The results of the Iowa caucus were confounding enough to send story-lovers scrambling for a story grid to impose upon the outcome. It is unacceptable for a hero and villain to be as evenly matched as the two Democratic candidates were. The Hillary narrative became: She won handily. The Bernie narrative became: The results are debatable. Plot points abounded: Coin tosses! Blizzards! Bad polling!

What we miss in all this—all the media prognostication, all the polling, all the endless speculation in front of the TV—is that the rest of humanity doesn't know our narrative and thus is unlikely to fall in line. Voters are predictable only to a point. Anyone may change his or her mind at the last minute. Talking heads are paid to fit today's story into a mold from four or eight or sixteen years ago. Life is a lot more fluid, and people a lot more changeable, than the pundits would have you believe. We wanted Iowans to be the flat characters of folk tales—the farmer and his wife, the evangelical preacher, the first-time voter. It doesn't work that way. Our narrative identity is our own; it is influenced by but not written by others. And as much as Hillary and Bernie supporters want to make the primaries into an apocalyptic struggle between sexist pigs and corporate shills, between unrealistic dreamers and stick-in-the-mud pragmatists, between real and faux progressives, they are so much more complicated and interesting than those facile, tedious stories would have you believe.

4 comments:

mlutwak said...

My impression is that it's much more the media presentations of Hillary and Bernie supporters wanting to make the primaries into an apocalyptic struggle between sexist pigs and corporate shills.
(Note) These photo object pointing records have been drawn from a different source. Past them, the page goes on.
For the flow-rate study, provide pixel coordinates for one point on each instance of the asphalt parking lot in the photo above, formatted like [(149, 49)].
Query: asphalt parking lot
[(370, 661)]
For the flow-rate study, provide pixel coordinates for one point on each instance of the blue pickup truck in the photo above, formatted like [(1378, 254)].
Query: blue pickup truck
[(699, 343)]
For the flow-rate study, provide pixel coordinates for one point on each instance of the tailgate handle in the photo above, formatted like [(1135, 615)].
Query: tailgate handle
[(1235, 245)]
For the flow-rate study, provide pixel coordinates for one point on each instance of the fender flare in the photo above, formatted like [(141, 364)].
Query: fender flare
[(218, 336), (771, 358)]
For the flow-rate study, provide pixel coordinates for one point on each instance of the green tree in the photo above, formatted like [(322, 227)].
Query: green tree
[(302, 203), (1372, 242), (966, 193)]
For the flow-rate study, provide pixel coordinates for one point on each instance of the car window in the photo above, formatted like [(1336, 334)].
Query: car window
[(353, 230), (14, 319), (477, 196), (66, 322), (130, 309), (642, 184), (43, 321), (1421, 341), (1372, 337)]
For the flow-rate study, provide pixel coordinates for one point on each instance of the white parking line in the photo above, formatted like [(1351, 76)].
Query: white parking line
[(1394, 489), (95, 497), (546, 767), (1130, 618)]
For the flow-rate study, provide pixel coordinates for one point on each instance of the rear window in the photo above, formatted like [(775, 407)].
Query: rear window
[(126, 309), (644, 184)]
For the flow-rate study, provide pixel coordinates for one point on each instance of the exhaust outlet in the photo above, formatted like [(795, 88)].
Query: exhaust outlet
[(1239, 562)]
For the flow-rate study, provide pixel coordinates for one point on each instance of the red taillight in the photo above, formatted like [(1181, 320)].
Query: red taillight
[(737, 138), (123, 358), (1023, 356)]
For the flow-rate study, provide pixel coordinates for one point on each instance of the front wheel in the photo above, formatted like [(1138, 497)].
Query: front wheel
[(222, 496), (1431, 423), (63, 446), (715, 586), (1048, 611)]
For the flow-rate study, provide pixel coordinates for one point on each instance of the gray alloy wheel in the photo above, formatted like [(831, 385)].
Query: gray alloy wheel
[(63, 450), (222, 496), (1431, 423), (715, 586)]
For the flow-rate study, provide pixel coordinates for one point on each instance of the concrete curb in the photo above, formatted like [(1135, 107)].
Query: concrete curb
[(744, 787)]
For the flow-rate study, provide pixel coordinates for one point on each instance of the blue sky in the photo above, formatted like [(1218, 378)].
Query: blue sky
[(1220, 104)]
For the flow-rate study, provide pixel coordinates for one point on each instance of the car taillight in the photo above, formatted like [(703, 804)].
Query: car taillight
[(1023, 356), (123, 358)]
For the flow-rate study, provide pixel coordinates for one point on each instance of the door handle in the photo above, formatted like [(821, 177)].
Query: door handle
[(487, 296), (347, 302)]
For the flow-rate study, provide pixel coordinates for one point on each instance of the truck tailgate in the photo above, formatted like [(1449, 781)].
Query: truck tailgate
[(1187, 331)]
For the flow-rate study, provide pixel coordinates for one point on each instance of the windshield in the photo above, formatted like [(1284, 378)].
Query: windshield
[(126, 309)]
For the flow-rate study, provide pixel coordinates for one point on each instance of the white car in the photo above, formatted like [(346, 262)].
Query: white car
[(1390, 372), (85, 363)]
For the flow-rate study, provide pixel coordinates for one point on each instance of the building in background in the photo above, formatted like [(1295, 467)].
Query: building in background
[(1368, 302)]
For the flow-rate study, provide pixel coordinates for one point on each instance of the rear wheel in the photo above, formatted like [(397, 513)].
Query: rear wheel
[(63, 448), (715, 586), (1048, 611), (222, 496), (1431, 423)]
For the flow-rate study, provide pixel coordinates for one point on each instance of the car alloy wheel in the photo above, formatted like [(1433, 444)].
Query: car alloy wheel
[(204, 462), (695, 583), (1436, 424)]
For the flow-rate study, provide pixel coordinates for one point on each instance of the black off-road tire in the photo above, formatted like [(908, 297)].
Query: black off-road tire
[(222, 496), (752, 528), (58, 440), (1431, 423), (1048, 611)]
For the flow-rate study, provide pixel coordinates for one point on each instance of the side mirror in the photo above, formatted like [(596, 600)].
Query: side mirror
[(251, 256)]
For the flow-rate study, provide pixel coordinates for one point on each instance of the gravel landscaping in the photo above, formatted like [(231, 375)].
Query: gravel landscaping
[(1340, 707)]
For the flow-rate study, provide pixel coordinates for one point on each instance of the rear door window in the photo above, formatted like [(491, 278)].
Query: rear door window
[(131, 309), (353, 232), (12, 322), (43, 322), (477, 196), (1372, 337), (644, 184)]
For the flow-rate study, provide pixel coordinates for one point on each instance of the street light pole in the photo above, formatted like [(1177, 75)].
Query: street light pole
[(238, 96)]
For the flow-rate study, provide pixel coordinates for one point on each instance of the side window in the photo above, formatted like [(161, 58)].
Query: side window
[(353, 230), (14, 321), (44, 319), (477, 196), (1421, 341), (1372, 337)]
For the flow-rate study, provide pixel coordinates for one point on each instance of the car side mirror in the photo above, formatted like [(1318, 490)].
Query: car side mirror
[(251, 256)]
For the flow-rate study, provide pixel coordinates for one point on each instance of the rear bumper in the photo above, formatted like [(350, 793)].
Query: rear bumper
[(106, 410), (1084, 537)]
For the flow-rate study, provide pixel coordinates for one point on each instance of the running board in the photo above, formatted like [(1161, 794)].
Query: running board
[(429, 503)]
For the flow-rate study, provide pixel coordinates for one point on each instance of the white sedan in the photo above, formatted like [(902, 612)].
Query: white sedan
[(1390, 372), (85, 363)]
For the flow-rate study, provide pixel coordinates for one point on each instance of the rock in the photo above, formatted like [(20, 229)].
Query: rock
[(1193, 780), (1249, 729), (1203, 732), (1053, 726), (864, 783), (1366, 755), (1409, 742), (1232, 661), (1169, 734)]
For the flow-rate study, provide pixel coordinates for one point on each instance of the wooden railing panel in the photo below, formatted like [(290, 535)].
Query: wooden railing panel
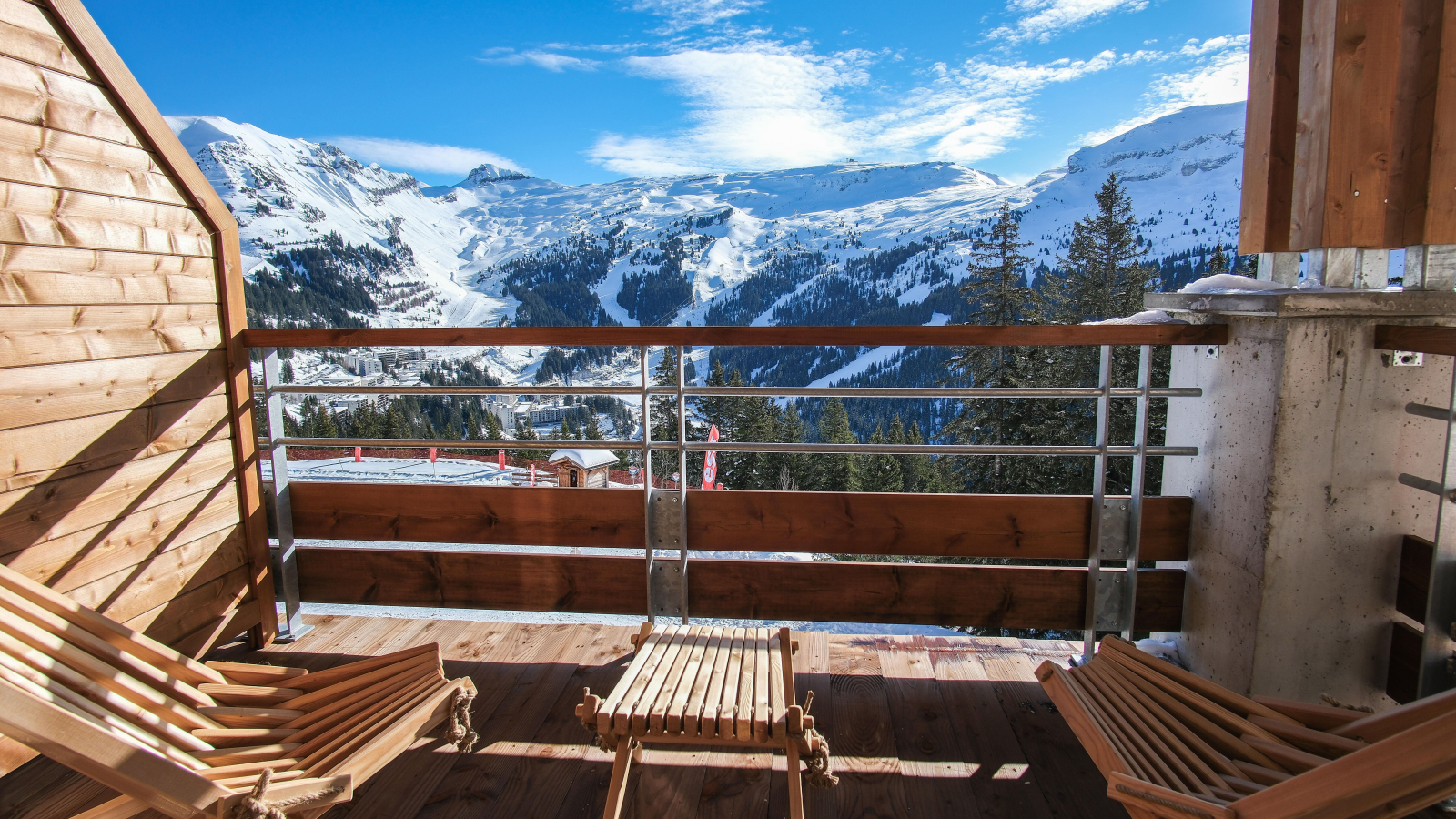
[(914, 336), (849, 592), (936, 525)]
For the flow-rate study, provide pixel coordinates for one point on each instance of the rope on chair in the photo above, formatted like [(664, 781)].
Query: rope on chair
[(460, 733), (257, 806)]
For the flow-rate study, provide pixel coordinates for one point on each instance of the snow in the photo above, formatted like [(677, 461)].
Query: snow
[(1147, 317), (1232, 283)]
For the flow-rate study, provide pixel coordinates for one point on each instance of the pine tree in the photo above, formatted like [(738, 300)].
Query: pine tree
[(837, 472), (997, 295), (1218, 263), (883, 471)]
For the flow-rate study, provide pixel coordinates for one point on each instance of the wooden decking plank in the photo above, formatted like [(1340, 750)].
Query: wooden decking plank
[(470, 784), (861, 736), (672, 789), (1005, 784), (931, 758), (1067, 778)]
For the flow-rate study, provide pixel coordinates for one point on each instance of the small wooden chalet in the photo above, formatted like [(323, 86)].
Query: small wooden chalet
[(582, 468)]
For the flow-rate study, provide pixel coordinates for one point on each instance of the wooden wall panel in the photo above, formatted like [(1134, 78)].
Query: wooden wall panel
[(57, 392), (1012, 526), (848, 592), (1269, 146), (63, 276)]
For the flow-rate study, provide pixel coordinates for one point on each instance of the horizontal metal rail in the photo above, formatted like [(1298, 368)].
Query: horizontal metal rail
[(753, 390), (735, 446)]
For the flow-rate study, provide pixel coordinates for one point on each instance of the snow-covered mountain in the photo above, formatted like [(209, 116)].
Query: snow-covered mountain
[(836, 244)]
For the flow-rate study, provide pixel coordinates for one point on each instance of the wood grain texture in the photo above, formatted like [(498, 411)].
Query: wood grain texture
[(62, 508), (1016, 526), (1361, 124), (1431, 339), (28, 34), (57, 392), (44, 96), (33, 215), (101, 551), (951, 336), (60, 159), (53, 336), (1317, 56), (79, 445), (1270, 126), (1441, 197), (65, 276), (848, 592)]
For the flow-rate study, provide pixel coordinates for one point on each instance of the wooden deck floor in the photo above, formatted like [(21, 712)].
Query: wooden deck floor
[(919, 727)]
I'm just not seeing the nastiness between the supporters that you see. I see defensive reactions to media reports about the others' supporters, but I find that the Bernie supporters that I know will fall into line behind Hillary and vice versa.

It's corporate media's job to turn things into simplistic narratives. I generally try to avoid it, except for ESPN, who do it better than anyone. At least their tales are uplifting.

KAZ said...

The fact that you're not seeing the nastiness proves only that you're clever enough to stay off social media and avoid reading comments on news sites. It's absolutely there. But your point about corporate media is exactly right, which is why I get my news from NPR, which at least takes the time to provide a tiny bit of context.

mlutwak said...

How representative of anything except the troll population are the people who fill up the comment space on new sites with vitriol?

KAZ said...

Sadly, the trolls are just the tip of the iceberg. Now we have young people reacting against gender feminism, people who should know better (and who would never cop to post-racialism) assuming a kind of post-gender America. Worse, people on the left spouting right-wing anti-Clinton talking points as though they just came up with them. I do believe that the Clintons set themselves up for this, and that it's just not possible to talk about one Clinton without the other. But I also think I've seen more out-and-out sexist blather over the past few months (which Albright and Steinem so clumsily tried to counter) than in the past several years. It's partly generational, but that's not the whole story. It's what my friend tapped into years ago when she correctly said we'd have an African-American president long before we ever had a woman. It's the "authentic" thing, and the "shrill" thing, and the "likable" thing, and the "tough as nails" thing.